I want to end with a problem that we have with the bill and that we hope to fix in committee. We do not agree with the amendment adopted by the Senate regarding the definition of a journalist. After talking to some journalist groups working in the field and on this issue, we believe that the definition is too narrow and could cause problems for bloggers or journalists who work in non-traditional media.
The member for Louis-Saint-Laurent acknowledged it once again in his remarks. Social media and the Internet, among other things, are changing the field of journalism significantly. We therefore believe that judges should be given the discretion to decide whether someone is a journalist and works in the field of journalism. That would give judges enough discretion to ensure the integrity of what the bill is proposing, while also making sure that journalists working in new media or non-traditional media are not unfairly punished.

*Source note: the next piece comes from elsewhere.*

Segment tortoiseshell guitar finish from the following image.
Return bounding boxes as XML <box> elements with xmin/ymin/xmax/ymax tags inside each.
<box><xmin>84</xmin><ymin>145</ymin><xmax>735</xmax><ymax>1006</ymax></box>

That is what we are going to propose in committee. That being said, this bill is an excellent step in the right direction. As the public safety critic, I am very pleased to recommend that my colleagues support the bill, just as I intend to do.
Of course, I would like to thank Senator Carignan and the member for Louis-Saint-Laurent for their efforts. The bill could not have been introduced at a better time, as May 3 was World Press Freedom Day. This is an issue that we should all be concerned about.
As politicians, we have all had our run-ins with journalists, but I believe that our democracy will always be better served by freedom of expression and freedom of the press, and the NDP will join all those who are working toward those goals.